Supreme Court Rulings Undermined Federalism

When delegates to the Constitutional Convention presented a new form of government in 1787, they were met with skepticism, and in some cases, outright hostility.  The opposition, known as the Anti-Federalist, recognized the potential for a tyrannical, centralized government.  They foresaw an unchecked power that would trample upon liberty and self-governance.  The one branch they were particularly wary of was the federal judiciary.

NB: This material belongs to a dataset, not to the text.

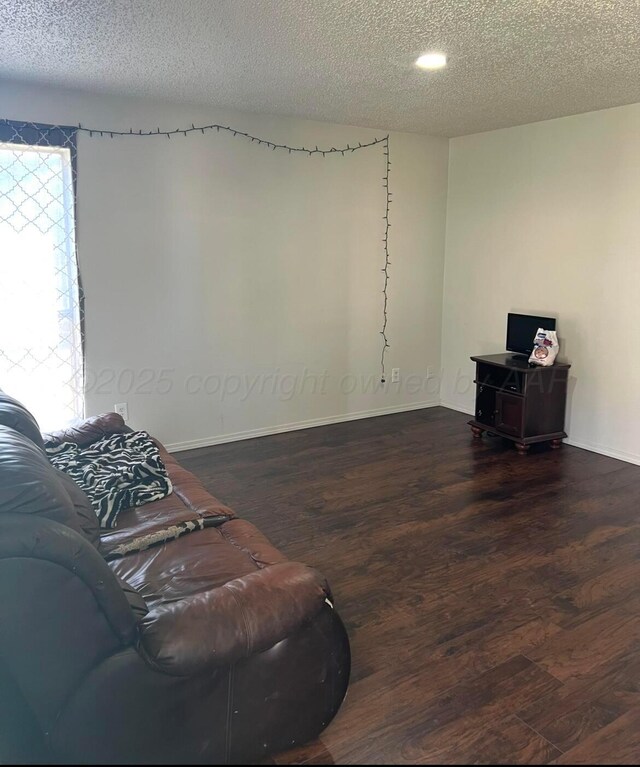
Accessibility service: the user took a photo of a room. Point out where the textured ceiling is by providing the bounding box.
[0,0,639,136]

The pseudonymous writer, Brutus, prophetically wrote that unelected and unaccountable judges would abuse their authority by interpreting the “spirit” of the Constitution and its “elastic clauses” in any form they wish.  They could fundamentally change our federalist system into a monolithic monstrosity.  In order to accomplish this, the judiciary must undermine the States.  Brutus wrote:

The judicial power will operate to effect, in the most certain, but yet silent and imperceptible manner, what is evidently the tendency of the constitution: — I mean, an entire subversion of the legislative, executive and judicial powers of the individual states. Every adjudication of the supreme court, on any question that may arise upon the nature and extent of the general government, will affect the limits of the state jurisdiction. In proportion as the former enlarge the exercise of their powers, will that of the latter be restricted.

That the judicial power of the United States, will lean strongly in favour of the general government, and will give such an explanation to the constitution, as will favour an extension of its jurisdiction, is very evident from a variety of considerations.

One of those considerations was meddling in States’ elections.  A series of Supreme Court rulings dating back to the 1960’s subverted the political process by retarding the rights of a State’s self governance.  These judges –  this priestly class – molested federalism by dictating the manner with which States’ shall choose their senators and representatives.  This was by no means a federal consideration.  This was purely local.

The rulings in question are Baker v. Carr, Reynolds v. Sims, and Wesberry v. Sanders.  The Supreme Court fundamentally changed the legislature of States by dictating their districts and how they were to be represented.  Basically, rural citizens were to be dominated by urbanites.  Degenerate values that breed on city streets would emanate from state capitols and spread throughout the countryside.

More importantly, this reconfiguration would benefit a political party that advocates centralized government.  Having Democrats dominate state legislatures, they would draw districts that marginalize hard working, liberty loving citizens while packing federal congressional districts with teat squawkers, who are looking for an agent that would steal from his neighbors. 

And what was the catalyst for these Supreme Court rulings?  Why the 14th Amendment of course.  Did you expect any other?